Un rischio che sconsiglia di sottoscriverli insieme ai Buoni del Tesoro Poliennali (Btp), altro strumento ad esso sottoposto, in quanto impedirebbe di diversificare l'investimento.
Al proposito andrebbe comunque sottolineato come la mancata ripartenza dell'economia globale e la stentata o nulla crescita del nostro Prodotto Interno Lordo (PIL) sembrino rendere leggermente più concreta l'ipotesi di un fallimento dello Stato che rimane comunque più che altro un'ipotesi scolastica.
Non manca però un'altro elemento di preoccupazione che dovrebbe far riflettere, legato proprio alla storia dei Bpf.
Va infatti ricordato come alcuni risparmiatori abbiano deciso di adire le vie legali contro Poste Italiane in relazione alla corresponsione di interessi giudicati non congrui.
Una vicenda relativa ai buoni trentennali che è andata peraltro ad aggiungersi ad altri episodi riguardanti i Bpf a medio termine, tale da procurare all'ente accuse neanche velate di opacità nella gestione dei mezzi finanziari da parte delle associazioni che difendono i consumatori.
Infine, occorre ricordare come non tutti i Buoni Fruttiferi Postali siano convenienti.

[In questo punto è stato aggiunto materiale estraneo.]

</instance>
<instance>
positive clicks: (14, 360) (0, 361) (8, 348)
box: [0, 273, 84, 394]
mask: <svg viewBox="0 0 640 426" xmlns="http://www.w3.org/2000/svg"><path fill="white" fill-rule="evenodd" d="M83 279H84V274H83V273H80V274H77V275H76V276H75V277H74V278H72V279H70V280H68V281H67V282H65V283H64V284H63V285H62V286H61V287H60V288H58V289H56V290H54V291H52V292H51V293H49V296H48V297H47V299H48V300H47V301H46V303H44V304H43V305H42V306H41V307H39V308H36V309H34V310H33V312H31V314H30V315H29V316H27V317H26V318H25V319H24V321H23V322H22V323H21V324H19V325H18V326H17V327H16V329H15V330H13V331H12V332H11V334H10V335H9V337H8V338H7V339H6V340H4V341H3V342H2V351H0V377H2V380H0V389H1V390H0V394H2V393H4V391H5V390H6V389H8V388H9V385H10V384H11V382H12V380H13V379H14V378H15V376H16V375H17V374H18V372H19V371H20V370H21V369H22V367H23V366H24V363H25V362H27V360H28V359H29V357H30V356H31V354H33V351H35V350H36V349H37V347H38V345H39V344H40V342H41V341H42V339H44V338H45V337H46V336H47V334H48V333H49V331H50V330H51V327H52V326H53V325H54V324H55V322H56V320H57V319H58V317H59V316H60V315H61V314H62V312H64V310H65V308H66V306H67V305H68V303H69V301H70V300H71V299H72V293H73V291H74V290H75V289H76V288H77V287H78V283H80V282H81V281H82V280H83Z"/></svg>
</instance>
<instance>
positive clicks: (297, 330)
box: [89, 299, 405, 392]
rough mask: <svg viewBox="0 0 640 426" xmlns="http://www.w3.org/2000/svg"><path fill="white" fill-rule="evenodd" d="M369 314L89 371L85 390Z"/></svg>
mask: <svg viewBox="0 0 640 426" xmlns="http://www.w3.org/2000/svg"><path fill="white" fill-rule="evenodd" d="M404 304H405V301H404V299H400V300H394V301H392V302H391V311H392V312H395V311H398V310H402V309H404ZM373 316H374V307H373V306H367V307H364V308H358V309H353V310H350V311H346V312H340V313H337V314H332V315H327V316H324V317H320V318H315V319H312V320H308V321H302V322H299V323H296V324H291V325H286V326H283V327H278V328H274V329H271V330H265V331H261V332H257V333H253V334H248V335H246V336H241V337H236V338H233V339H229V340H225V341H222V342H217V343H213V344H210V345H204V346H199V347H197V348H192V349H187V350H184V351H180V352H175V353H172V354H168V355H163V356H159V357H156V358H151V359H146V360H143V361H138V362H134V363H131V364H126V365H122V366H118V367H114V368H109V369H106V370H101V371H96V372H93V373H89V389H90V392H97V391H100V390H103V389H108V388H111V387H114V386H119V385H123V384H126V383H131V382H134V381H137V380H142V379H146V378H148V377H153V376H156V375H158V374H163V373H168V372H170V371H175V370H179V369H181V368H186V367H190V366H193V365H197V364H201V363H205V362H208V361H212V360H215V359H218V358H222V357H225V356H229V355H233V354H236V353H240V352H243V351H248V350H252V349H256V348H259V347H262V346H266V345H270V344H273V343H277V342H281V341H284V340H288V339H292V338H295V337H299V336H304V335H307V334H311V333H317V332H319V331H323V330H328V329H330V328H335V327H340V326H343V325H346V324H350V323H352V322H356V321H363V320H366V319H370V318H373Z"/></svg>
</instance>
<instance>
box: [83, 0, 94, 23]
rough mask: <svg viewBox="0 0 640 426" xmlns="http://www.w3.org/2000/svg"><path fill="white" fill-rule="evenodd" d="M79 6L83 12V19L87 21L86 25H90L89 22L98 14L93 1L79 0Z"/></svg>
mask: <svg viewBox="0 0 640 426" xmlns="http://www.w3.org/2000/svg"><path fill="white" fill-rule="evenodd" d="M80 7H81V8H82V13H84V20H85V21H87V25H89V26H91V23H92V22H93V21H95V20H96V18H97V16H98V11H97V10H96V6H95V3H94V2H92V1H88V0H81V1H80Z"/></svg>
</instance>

A tal proposito andrebbe puntualizzato come lo siano soltanto quelli su cui vadano a gravare interessi fissi o variabili stabiliti sulla base di parametri certi. Mentre non lo sono i Bfp la cui remunerazione sia collegata all’andamento degli indici azionari.

Esiste un rischio Bail In

L'ultimo aspetto da esaminare è quello legato al rischio di Bail In, ventilato da alcuni addetti ai lavori anche per i Bpf.
A tal proposito si può comunque escludere questa ipotesi, in quanto Poste Italiane è ancora controllata dallo Stato tramite il Ministero dell'Economia e delle Finanze (MEF) ed emette appunto tramite Cassa Depositi e Prestiti.
Inoltre l'istituto non utilizza i soldi di BancoPosta per i finanziamenti ai privati, ma funge soltanto da intermediario.
Di conseguenza possiamo affermare che nel caso dei Buoni Fruttiferi Postali 2017, conviene investire.